Please help. I need generate keywords from my article content. How to do it? I tried it but without success.
Hi @standus and welcome to the forums!
What approach have you used so far without success (e.g. do you have a sample prompt)? And what is your measure of success here? Thanks!
Hi @standus
Welcome to the community!
You may modify following prompt for your needs:
You are a professional content analyzer, and your primary role is to identify and extract the most relevant keywords from a given article. Your goal is to focus on the main ideas, themes, and key phrases that best represent the article’s content.
I will upload a file that contains an article.
Please follow these steps:
1. Carefully read the entire article to understand its core topics and main ideas.
2. Extract 10-15 relevant keywords or key phrases that accurately reflect the key concepts discussed in the article. Focus on terms that someone might use to search for this type of content online.
3. Avoid common stop words like "the", "and", or "with". Also, avoid overly generic terms unless they are critical to the topic.
4. Prioritize phrases over single words where it makes sense, especially if the phrase better captures a core idea (e.g., "artificial intelligence" instead of just "intelligence").
5. Present the keywords as a comma-separated list at the end of your response for easy readability.
Your goal is to deliver a concise list of keywords that captures the essence of the article in a way that would be useful for SEO or content categorization.
###
If you are ready I will upload the file?
Ohh, it works as expected. Thank you very much.
This prompt does not works because it will generate numbered list except list comma-separated.
@standus if you expect keywords in a particular format, then I suggest the use of structured outputs in order to guarantee the keywords in a specific format.
If you are using Python and Pydantic then it could be as simple as:
class Keywords(BaseModel):
keywords: List[str] = Field(description="List of keywords that capture the key themes in the supplied article")

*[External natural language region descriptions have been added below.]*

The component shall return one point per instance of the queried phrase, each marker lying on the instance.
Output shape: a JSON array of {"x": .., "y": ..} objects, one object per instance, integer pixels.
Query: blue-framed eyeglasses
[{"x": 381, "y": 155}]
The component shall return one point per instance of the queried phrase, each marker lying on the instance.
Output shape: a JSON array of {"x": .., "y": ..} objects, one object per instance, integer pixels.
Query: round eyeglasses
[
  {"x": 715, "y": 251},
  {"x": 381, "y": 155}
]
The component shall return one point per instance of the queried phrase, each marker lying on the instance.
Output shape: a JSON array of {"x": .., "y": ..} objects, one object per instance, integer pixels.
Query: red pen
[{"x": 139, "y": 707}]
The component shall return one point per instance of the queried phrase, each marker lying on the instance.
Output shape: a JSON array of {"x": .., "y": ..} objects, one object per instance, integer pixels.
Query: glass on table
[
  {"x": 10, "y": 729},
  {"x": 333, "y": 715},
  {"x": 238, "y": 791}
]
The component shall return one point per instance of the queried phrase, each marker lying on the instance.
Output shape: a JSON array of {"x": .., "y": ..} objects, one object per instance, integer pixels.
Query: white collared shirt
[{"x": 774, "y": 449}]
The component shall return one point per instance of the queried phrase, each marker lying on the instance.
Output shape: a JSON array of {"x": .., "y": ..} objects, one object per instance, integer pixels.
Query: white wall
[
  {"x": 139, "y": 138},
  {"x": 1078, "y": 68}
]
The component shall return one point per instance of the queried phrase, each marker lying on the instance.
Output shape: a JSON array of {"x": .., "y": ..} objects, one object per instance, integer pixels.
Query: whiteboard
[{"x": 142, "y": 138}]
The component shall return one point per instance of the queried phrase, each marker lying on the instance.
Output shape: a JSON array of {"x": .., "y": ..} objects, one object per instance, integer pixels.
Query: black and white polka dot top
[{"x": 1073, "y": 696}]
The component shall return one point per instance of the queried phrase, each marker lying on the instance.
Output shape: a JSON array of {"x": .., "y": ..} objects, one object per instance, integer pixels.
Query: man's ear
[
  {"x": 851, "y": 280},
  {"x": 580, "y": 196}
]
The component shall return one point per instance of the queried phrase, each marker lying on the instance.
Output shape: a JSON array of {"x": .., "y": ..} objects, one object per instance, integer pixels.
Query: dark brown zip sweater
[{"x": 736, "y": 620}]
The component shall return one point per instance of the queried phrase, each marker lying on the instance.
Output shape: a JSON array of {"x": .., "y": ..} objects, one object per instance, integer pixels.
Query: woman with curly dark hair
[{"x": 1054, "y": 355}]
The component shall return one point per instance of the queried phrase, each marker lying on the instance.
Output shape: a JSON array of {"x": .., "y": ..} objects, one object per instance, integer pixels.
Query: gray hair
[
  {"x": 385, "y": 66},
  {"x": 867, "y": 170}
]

And then you just supply this in your chat completions API call:
completion = client.beta.chat.completions.parse(
model="gpt-4o-2024-08-06",
messages=[
{"role": "system", "content": <SYSTEM_PROMPT>},
{"role": "user", "content": <ARTICLE_TEXT>},
],
response_format=Keywords,
)
On the point of optimal keywords extraction - I’ve done this previously many times, including in production at a large news media company. In general, keywords are very business-specific, and the “goodness of fit” is highly dependent on what your goals are.
Just to give you an example: we had to ensure that peoples’ names were not mentioned in the keywords (this was due to certain privacy-compliance), that certain “negative” keywords were never mentioned (e.g. murder
, stabbing
, etc), and we weren’t so interested in generic keywords, but rather niche keywords that were intrinsic to the article (e.g. instead of “AI”, we would want “Large Language Models” or “AI Agents”).
So all of the above would need to be put into the prompt to guide the LLM towards you business objectives.